The way I do it is to unplug my refrigerator and any other appliance that starts automatically and turn the breaker off to the water heater, you don't have to unplug everything just have them turned off, I prefer this method over unplugging everything because it gives me my minimum usage of all clocks, wall transformers, and standby current of TVs and VCRs etc.

1) first find your meter code on the front dial - something like Kh7.2
2) with everything done as outlined above time the black mark on the disc for one revolution
3) take the seconds in step 2 and divide by 3600 (converts the number into hours)
4) take the number in step 1 and divide by the hours in step 3
5) that is the watt hours usage

an example of my house with everything off:
my meter is a Kh7.2 and took 175 seconds to go around once from black mark to black mark
I divide 175 by 3600 and get 0.0486 hours
then divide 7.2 by 0.0486 and the result is 148 watt hours

148 watts is what I call my quiescent power, and at my rate of 10 cents is about $11 a month with nothing actually running
I subtract it from all other readings - here is the big burner on my stove top

10 seconds for one revolution divided by 3600 equals 0.00277 hours
7.2 divided by 0.00277 equals 2600 watts total house draw
2600 minus 148 equals 2452 watts for the burner element per hour
2.45 kilowatts times 10 cents (my cost) equals about two bits an hour to run

It makes no sense to do your refrigerator and water heater with this method because of the variables, water heaters on average will cost 50 cents an hour to run at full recovery but only your actual hot water usage can determine that.

If you are going to measure a window or central air conditioner you must take multiple readings over a fair amount of time because the way the compressor and refrigerant cycle works with head pressure and temperatures - an ac will likely run quite a few watts less when first turned on and will slowly creep up with time.

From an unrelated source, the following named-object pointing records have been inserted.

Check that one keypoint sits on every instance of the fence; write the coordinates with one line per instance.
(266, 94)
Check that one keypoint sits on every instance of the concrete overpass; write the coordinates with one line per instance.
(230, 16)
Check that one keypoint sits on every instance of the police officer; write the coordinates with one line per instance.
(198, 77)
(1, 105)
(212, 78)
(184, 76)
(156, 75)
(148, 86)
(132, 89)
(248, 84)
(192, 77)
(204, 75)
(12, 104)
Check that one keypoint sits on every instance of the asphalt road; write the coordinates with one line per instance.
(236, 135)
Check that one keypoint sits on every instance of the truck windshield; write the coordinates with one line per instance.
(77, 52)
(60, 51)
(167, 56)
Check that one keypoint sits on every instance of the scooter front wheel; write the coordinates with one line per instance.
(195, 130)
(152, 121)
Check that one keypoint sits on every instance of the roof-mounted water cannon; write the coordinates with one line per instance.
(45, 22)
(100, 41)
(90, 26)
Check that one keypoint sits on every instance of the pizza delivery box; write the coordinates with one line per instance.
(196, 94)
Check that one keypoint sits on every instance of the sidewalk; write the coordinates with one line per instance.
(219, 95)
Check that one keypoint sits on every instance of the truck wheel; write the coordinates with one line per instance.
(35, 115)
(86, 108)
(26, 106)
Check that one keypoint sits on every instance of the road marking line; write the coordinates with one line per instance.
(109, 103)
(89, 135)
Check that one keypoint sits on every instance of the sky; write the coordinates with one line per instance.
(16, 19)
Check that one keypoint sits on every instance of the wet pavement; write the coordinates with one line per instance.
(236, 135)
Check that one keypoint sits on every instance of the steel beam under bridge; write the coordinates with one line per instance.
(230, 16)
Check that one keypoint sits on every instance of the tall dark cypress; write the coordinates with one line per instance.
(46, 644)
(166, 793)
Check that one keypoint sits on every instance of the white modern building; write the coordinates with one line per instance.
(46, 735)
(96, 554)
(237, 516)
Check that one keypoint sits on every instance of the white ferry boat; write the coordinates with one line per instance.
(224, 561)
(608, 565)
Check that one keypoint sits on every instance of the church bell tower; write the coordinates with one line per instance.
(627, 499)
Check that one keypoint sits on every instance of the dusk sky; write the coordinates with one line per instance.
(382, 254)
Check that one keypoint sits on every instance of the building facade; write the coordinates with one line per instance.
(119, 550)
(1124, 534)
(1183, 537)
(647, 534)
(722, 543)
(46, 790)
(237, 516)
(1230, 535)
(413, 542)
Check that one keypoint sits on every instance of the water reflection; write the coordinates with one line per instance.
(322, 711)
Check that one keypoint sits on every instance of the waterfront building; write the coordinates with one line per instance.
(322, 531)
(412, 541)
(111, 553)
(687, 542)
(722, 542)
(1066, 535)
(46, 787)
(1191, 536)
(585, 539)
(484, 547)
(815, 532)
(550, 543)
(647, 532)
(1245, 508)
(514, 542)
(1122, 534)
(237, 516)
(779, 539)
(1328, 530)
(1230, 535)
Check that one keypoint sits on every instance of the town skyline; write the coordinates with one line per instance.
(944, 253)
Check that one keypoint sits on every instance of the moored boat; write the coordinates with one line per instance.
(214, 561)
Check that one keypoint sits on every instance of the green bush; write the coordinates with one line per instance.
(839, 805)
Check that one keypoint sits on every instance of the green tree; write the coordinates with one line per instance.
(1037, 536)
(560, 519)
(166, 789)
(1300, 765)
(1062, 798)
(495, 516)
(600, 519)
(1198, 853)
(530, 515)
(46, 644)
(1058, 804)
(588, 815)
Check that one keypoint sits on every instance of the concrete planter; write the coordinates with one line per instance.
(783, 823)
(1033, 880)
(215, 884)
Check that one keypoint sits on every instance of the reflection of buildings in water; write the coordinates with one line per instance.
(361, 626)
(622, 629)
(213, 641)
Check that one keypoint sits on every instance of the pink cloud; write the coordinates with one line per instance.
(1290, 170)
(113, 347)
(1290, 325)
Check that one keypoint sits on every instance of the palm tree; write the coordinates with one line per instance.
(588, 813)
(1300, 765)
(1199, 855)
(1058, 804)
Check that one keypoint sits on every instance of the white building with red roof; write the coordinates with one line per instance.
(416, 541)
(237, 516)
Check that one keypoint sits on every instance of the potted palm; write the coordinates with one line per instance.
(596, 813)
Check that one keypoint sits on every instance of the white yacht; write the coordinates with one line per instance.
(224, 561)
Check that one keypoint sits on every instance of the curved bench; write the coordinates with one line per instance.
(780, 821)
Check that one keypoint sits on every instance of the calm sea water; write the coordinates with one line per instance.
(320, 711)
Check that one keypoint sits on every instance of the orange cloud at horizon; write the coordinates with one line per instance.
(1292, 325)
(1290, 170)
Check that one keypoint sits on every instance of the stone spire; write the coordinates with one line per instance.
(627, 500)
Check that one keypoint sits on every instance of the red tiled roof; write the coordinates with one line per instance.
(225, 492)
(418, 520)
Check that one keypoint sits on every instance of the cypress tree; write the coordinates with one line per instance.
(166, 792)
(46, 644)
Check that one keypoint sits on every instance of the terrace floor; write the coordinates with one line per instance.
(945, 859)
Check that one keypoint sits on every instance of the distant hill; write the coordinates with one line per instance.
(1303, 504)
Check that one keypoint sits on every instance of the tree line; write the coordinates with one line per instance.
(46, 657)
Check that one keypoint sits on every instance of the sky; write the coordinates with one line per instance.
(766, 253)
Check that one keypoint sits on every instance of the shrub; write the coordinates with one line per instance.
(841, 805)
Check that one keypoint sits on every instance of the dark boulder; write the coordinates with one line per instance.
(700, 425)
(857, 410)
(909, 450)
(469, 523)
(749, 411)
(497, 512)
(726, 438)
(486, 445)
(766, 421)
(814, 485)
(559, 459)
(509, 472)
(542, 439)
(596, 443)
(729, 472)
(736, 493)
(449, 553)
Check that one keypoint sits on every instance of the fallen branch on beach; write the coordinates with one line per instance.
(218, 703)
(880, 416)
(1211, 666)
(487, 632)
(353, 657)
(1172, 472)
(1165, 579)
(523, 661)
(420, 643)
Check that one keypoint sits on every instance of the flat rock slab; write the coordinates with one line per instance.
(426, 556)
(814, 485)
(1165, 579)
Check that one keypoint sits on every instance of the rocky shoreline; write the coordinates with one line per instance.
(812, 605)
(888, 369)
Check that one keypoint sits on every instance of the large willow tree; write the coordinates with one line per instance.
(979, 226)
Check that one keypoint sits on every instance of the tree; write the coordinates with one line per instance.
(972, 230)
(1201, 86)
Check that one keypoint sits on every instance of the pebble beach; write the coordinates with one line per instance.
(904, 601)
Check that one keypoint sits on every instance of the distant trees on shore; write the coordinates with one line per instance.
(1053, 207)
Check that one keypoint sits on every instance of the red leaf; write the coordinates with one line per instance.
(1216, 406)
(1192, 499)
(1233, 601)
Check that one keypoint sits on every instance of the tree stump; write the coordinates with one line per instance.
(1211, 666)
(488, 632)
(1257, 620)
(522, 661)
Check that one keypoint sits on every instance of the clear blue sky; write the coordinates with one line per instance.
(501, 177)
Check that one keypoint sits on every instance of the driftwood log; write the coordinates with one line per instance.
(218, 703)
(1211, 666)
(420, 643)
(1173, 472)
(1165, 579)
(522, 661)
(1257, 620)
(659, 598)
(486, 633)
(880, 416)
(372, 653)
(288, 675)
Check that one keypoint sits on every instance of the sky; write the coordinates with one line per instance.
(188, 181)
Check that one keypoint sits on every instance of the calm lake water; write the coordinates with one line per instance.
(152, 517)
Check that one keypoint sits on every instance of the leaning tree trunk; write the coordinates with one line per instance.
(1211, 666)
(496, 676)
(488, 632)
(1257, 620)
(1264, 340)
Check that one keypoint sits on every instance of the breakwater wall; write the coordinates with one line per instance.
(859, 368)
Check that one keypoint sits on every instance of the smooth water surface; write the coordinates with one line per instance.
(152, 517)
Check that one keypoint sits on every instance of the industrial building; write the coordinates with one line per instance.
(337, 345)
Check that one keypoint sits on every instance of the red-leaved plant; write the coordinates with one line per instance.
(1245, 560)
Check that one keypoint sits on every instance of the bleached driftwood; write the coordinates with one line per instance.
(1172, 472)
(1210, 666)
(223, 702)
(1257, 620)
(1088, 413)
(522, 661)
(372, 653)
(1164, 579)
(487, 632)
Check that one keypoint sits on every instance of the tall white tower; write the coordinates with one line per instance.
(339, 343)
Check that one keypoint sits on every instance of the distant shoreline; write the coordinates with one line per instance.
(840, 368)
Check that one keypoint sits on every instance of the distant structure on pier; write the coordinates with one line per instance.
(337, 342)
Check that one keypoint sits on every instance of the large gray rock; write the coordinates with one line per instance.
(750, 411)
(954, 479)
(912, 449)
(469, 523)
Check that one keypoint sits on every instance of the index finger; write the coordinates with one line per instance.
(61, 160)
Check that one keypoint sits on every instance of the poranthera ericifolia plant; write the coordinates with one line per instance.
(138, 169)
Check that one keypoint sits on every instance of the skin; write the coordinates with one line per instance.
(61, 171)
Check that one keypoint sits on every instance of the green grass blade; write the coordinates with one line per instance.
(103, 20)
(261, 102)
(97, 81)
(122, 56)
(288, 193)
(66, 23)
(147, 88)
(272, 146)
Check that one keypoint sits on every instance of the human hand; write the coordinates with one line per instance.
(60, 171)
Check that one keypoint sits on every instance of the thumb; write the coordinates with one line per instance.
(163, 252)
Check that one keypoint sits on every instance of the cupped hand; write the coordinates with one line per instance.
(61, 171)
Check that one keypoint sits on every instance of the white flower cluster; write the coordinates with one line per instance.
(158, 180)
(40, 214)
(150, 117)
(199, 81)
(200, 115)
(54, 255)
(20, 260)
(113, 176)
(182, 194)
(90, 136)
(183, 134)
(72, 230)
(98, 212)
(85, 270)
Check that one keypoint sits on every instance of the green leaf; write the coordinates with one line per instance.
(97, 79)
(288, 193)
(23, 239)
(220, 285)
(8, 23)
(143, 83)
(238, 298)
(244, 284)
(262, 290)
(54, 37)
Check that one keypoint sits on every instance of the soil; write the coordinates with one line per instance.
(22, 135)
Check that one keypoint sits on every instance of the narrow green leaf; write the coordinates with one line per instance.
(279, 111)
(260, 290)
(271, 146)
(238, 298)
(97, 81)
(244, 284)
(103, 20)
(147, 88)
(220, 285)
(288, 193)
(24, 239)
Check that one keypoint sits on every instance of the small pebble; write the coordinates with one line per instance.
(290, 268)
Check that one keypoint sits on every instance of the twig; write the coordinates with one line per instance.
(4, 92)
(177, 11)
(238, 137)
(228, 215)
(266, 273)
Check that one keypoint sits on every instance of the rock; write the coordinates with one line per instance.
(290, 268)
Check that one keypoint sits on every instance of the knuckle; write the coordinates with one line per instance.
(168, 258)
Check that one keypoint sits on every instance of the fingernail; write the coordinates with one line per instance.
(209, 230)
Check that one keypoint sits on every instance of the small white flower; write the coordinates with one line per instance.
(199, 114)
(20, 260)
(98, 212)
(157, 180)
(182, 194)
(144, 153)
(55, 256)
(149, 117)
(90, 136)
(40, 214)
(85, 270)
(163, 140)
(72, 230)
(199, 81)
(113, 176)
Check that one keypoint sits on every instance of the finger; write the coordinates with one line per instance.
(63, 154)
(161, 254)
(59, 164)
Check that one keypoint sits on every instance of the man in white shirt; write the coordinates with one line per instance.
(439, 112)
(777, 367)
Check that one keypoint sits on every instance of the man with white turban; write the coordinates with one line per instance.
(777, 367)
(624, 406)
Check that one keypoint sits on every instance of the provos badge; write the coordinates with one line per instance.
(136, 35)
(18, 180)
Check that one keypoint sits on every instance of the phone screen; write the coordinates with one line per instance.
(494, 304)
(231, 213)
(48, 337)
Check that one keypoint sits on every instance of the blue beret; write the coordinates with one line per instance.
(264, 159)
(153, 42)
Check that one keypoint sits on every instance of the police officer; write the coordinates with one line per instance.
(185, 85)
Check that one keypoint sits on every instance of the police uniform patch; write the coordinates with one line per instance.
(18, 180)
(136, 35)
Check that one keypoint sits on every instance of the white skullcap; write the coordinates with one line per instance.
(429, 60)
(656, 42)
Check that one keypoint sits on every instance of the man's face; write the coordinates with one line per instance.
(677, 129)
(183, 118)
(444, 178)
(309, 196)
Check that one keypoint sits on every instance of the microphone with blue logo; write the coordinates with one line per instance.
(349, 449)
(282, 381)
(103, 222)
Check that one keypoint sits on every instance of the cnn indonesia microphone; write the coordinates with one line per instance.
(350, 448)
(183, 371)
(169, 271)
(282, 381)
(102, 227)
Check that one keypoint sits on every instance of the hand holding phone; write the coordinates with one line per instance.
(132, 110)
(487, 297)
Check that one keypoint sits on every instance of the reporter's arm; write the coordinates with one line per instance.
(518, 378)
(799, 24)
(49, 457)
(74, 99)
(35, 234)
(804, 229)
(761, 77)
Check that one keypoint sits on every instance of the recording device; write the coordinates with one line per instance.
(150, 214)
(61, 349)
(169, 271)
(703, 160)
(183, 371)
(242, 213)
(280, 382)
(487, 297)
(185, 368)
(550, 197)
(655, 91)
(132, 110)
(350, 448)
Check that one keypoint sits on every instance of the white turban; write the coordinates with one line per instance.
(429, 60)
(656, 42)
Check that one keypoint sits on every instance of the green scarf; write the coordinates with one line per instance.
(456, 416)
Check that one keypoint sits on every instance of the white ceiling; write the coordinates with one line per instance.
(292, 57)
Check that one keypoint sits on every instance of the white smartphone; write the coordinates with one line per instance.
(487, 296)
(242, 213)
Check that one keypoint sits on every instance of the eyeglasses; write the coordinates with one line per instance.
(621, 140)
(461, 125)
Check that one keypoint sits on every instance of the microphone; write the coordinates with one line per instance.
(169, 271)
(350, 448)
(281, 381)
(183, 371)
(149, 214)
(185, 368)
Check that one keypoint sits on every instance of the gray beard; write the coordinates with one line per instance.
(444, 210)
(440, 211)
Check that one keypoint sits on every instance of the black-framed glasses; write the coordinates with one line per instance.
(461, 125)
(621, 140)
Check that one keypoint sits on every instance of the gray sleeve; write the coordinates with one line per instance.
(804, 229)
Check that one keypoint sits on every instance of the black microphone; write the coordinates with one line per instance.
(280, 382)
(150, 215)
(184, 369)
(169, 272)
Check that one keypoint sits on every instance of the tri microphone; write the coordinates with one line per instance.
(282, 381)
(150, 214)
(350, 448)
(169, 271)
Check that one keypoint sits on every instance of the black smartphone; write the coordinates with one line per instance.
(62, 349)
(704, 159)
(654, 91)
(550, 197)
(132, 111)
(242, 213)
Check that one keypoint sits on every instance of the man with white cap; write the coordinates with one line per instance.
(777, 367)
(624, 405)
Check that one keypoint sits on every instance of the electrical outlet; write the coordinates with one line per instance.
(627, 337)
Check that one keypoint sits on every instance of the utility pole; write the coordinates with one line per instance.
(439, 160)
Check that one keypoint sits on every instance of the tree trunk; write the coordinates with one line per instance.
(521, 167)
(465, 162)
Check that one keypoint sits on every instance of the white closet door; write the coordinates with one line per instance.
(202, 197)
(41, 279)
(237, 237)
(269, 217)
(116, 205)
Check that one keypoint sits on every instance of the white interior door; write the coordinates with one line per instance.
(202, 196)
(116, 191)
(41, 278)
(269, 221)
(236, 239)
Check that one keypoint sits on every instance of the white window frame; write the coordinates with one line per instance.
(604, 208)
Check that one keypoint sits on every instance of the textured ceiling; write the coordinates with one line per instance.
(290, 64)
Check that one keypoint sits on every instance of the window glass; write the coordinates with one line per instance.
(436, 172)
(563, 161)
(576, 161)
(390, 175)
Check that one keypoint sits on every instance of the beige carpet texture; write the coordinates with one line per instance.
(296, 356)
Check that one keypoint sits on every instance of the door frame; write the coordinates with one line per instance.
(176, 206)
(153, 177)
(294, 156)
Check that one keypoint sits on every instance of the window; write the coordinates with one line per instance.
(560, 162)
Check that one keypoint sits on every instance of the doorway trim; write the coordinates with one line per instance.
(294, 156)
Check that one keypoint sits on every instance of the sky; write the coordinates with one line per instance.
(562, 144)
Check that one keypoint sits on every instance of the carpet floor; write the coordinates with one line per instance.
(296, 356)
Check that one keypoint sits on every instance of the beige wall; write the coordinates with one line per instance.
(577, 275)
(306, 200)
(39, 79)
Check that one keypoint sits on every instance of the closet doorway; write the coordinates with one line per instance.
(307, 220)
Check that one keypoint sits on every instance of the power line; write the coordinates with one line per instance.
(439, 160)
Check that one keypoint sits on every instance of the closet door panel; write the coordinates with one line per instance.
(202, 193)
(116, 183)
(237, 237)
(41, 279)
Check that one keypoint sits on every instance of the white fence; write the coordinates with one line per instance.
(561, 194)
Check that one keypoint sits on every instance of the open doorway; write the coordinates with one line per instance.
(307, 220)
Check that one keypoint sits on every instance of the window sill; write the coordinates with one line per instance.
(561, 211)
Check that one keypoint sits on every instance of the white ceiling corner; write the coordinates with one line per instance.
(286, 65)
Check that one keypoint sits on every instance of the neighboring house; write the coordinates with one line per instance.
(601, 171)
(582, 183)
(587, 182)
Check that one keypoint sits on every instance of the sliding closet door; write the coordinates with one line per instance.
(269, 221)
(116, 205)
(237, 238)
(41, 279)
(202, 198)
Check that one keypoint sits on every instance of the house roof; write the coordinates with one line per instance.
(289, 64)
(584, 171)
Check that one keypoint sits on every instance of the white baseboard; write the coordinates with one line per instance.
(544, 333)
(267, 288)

My little window unit, 5000btu with a nameplate rating of 4.9 amps only draws 2.6 amps (300watts) at first then slowly climbs and within 15 minutes it is at 3.8 amps (460watts). The nameplate says 530watts but would probably not get there until the outside temperature reaches the maximum design for the unit or about 95 degrees and inside temp is fairly warm.

Hope I made it clear enough for some of you to use.